Daftar pemain pendukung seperti Shiva Rajkumar, Jagapathi Babu, Divyendu Sharma, Ravi Kishan, dan Boman Irani juga menambah kompleksitas penjadwalan. Kompleksitas ini sering membuat produksi besar lebih sulit “dipadatkan” tanpa mengorbankan koordinasi dan keselamatan.

Perdebatan Bollywood vs Telugu sebenarnya bukan soal siapa lebih unggul, melainkan soal metrik keberhasilan yang dipakai. Jika keberhasilan diukur hanya dari cepat selesai, maka spreadsheet menang, tetapi seni bisa menjadi korban yang diam.
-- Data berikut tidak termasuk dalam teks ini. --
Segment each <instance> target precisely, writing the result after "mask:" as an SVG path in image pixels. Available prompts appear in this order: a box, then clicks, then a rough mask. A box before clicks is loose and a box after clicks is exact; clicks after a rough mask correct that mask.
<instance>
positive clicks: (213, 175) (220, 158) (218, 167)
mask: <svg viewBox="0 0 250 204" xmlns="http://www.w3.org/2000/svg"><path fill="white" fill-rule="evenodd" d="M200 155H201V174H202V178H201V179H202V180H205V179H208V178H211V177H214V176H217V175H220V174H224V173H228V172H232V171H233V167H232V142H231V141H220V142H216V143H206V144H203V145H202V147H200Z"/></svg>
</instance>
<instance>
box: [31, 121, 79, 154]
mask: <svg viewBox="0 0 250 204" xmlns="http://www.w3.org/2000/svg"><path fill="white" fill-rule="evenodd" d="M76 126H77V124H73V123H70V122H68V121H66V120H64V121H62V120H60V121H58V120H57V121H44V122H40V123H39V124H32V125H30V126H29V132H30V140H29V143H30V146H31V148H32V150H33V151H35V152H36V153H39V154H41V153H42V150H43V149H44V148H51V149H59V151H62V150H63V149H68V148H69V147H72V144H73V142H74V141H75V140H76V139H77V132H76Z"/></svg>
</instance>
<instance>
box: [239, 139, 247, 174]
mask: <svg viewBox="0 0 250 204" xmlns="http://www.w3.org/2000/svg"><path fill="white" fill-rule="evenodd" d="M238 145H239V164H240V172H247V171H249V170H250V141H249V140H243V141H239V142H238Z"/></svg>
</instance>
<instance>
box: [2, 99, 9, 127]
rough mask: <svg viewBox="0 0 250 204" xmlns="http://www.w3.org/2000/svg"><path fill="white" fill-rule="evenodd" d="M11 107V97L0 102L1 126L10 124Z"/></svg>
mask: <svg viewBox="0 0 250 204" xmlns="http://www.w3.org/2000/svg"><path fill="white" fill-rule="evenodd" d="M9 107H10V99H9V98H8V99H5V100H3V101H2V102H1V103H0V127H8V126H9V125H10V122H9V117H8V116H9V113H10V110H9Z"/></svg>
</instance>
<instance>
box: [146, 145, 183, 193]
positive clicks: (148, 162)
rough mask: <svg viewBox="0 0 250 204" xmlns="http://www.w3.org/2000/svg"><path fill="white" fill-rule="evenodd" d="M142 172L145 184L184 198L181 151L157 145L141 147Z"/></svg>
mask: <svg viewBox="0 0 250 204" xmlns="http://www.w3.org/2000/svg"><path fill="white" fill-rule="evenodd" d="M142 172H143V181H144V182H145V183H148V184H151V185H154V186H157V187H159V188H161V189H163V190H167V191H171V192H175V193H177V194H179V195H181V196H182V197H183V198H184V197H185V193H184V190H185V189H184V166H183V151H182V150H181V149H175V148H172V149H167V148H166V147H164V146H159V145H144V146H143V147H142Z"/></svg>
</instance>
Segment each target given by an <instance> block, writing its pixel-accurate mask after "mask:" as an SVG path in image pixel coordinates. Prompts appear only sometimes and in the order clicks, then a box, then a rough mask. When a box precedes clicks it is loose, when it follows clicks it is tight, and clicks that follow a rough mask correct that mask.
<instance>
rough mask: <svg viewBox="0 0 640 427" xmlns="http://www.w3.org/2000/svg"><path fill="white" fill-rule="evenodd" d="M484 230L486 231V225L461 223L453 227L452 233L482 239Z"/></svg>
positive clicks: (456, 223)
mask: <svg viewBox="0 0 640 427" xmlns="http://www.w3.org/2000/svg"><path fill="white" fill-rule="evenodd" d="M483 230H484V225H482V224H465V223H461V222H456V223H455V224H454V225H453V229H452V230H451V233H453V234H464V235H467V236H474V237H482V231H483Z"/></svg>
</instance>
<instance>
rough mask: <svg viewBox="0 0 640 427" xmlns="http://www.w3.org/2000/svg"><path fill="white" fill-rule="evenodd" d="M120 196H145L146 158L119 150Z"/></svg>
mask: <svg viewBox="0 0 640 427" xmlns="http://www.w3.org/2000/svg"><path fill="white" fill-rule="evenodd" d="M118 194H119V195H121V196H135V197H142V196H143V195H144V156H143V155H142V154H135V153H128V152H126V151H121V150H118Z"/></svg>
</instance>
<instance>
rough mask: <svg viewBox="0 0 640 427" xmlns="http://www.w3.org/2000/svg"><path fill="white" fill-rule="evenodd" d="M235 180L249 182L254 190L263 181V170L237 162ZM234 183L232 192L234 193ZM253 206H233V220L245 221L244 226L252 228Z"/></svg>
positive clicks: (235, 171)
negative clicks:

Namun jika keberhasilan hanya diukur dari kebebasan kreatif, industri bisa terjebak pada romantisasi “proses” yang tak disiplin. Waktu yang panjang tidak otomatis melahirkan film yang lebih baik, dan jam kerja yang manusiawi tetap perlu ditopang manajemen yang tegas.

Yang menarik, Janhvi menempatkan “respect for working hours” sebagai indikator kualitas ekosistem, bukan sekadar kenyamanan artis. Ia menggeser fokus dari bintang ke kru, dari glamor ke hal yang paling sering tak terlihat.

Di sisi lain, kekaguman Ram Charan pada efisiensi Bollywood menunjukkan bahwa disiplin produksi juga dapat menjadi bentuk penghormatan pada tenaga kerja. Film yang selesai tepat waktu berarti kru lebih cepat berpindah proyek, pendapatan lebih stabil, dan ketidakpastian lebih kecil.

Maka, pertanyaan kuncinya bukan “Telugu lebih baik atau Bollywood lebih baik”. Pertanyaan yang lebih tajam adalah: bagaimana industri merancang sistem yang menjaga kesehatan kru, tanpa mematikan spontanitas kreatif yang membuat film terasa hidup.

Pernyataan Janhvi Kapoor membuka jendela tentang dua cara memproduksi mimpi: satu rapi dan cepat, satu lentur dan berorientasi proses. Keduanya punya harga, dan harga itu sering dibayar oleh orang-orang di balik kamera.

Jika industri film India ingin tetap kompetitif dan manusiawi, standar jam kerja, jeda istirahat, dan disiplin jadwal harus diperlakukan sebagai fondasi, bukan bonus. Pada akhirnya, publik mungkin perlu bertanya: apakah kita menginginkan film yang cepat jadi, atau film yang dibuat tanpa mengorbankan manusia yang membuatnya.